There are voices that call for a national dialogue followed by elections which are for now planned mid this year. But are elections the solution for Mali’s misery? Toure was democratically elected in not fully transparent elections, “I think that the development of the north is, of the highest priority. If that will be achieved, the dissatisfaction with revolts in its wake, will disappear”, believes Soumeylou Boubeye Maiga, former minister of defense, foreign affairs, and head of the internal security. He had lost his job through the military coup and has not been recalled by the present government.

He admits that lots of money has been pumped into the north but with hardly any visible results. He blames not only the previous government but also developing organizations. “It all looked good on paper. Agreed that a school was to be build when there were 3000 people living in an area, but the North is sparsely inhabited, and 3000 people could live spread out over a huge area. How would children get to school?”

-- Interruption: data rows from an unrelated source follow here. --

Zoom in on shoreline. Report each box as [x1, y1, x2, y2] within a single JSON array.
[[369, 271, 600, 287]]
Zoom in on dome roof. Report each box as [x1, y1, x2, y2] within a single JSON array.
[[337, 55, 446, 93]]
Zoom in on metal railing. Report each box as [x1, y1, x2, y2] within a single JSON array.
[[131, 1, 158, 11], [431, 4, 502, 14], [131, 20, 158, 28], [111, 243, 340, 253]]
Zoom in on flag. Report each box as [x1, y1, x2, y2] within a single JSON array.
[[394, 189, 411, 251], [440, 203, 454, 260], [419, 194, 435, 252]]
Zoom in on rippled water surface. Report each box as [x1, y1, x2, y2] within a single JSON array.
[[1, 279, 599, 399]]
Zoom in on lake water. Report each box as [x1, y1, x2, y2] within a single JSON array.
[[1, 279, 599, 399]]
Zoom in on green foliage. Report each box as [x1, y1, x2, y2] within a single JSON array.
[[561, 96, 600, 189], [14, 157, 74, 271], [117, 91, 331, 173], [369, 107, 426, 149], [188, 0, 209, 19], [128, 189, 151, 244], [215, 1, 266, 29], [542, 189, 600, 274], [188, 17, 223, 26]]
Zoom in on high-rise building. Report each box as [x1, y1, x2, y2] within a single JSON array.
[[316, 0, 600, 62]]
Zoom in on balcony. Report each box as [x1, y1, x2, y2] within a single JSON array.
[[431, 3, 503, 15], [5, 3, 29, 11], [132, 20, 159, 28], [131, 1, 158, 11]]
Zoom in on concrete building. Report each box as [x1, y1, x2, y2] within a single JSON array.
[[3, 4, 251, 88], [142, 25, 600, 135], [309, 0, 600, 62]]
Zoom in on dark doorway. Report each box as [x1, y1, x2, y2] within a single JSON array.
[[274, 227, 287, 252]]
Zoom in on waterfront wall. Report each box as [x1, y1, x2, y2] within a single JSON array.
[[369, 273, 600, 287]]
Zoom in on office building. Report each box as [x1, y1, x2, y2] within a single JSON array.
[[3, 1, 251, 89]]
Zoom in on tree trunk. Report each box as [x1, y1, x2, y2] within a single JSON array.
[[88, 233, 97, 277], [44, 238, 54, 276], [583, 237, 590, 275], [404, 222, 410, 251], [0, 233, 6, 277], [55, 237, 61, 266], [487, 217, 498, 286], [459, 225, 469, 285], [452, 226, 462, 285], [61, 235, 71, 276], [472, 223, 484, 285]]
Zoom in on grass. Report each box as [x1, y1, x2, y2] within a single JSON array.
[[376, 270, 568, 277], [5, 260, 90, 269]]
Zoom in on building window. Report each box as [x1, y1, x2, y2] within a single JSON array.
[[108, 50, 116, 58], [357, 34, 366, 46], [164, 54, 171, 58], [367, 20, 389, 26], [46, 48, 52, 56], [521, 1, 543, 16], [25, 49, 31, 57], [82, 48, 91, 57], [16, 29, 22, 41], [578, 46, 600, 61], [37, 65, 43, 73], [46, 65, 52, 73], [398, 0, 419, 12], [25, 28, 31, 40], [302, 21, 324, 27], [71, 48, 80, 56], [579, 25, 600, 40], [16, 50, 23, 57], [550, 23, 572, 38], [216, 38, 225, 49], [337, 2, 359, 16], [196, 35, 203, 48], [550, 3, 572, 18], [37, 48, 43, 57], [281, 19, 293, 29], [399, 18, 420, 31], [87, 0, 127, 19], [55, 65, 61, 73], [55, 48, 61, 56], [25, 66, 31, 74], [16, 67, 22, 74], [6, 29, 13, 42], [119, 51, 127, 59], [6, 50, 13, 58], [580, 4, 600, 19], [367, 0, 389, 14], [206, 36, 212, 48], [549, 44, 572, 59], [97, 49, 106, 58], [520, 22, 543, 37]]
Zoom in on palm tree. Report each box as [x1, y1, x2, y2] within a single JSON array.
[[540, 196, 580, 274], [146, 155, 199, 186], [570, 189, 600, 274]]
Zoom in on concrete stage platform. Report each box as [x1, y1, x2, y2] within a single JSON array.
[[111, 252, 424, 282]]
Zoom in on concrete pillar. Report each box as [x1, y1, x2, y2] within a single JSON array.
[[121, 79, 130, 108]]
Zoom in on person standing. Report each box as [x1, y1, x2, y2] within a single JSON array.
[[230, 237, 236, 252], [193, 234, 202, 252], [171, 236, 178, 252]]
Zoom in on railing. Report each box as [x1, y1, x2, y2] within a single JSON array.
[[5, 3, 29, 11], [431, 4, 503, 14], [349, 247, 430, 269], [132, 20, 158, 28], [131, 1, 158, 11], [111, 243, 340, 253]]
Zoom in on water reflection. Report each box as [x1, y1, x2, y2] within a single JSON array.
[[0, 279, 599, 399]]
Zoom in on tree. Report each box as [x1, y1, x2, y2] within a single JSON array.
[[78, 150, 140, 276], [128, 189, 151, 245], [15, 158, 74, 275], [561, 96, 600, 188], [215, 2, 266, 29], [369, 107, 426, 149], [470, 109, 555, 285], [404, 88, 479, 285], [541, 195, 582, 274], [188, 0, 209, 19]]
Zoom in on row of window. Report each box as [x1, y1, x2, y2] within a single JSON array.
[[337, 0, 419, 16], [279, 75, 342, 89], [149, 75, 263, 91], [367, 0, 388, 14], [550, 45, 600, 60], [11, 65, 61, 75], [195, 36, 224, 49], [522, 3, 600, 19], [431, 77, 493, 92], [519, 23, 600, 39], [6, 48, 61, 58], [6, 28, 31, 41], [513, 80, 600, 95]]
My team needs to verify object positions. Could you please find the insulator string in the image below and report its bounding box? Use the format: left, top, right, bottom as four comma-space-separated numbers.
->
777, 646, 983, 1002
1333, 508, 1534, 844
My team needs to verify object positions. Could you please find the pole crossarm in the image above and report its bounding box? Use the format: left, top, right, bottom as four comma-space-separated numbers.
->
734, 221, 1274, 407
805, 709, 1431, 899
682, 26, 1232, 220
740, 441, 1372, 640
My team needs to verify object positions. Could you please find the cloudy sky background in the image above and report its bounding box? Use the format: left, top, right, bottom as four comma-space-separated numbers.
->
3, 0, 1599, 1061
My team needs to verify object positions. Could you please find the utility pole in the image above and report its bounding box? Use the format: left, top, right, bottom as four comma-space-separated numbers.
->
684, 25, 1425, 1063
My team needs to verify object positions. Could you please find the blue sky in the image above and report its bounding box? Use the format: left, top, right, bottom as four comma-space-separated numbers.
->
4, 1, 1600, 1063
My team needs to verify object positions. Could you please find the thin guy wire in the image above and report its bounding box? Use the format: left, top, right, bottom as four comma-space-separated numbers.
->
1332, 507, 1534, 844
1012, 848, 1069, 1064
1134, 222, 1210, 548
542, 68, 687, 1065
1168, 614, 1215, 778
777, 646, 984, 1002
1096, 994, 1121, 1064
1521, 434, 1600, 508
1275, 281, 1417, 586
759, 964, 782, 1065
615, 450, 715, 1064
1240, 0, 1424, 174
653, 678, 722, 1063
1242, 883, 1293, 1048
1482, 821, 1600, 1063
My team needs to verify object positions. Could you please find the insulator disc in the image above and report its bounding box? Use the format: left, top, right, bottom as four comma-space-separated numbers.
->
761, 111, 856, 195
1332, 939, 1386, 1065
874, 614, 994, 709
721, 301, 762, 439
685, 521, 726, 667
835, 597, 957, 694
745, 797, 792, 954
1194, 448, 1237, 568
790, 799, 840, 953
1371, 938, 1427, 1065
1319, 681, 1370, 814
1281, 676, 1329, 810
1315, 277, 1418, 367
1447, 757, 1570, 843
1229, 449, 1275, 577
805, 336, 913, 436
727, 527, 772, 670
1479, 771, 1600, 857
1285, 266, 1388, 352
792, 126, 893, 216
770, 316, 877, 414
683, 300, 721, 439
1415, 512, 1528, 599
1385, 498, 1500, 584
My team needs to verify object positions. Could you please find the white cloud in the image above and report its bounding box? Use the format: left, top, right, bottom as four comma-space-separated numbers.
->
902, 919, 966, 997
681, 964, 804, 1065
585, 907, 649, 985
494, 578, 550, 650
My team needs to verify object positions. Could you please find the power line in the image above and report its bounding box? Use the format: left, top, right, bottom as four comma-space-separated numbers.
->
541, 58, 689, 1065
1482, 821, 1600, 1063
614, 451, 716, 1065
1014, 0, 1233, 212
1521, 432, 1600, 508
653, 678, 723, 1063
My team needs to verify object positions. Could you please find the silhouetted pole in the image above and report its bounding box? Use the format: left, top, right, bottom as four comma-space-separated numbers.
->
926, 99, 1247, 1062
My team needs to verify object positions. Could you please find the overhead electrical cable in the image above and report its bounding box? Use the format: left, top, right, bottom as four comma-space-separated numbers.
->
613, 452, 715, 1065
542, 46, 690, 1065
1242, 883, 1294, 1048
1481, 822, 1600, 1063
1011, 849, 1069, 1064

Poverty in Mali (Photo Ilona Eveleens)

Mali, already a poor country, is doing economically very bad since last year. For some time it was one of the fastest growing economies in the world. Bamako doubled in size. Now uncompleted buildings are standing everywhere in the city. Money to finish them is not there. One of the main sources of income, tourism to fabled cities like Timbouktou, Djenne and te Mopti Plateau is dead. Developing organizations withdrew after the military coup.  Poverty is visible in the cities as well as in the countryside.

El Hadji Baba Haidara is not angry with the Touareg but is mad with the MNLA. He is Member of Parliament for Timbouktou. “De uprising of the MNLA has brought the Touareg into a difficult position. That can’t have been the purpose of their dead. Now the north is even more behind than the south. It was all so destructive.”

He is also the owner of a construction company. In his office in Bamako, where red carpet not only covers the floor but also adorns the walls, he is preparing for his return to Timbouktou. He has not been there for a year. He also need to assess the damage to the new building his company was constructing for the century old manuscripts for which Timbouktou is famous. Although some manuscripts were burned by extremists, most survived because they were hidden by the public.

Haidara is proud of his city and its citizens. He explains that since 1410, Timbouktou annually celebrates the birthday of the prophet Mohamed with a huge party. “This year the extremists forbade the party. That was the first time in our long history. I promise you next year we will, like always, celebrate the day that our prophet was born”.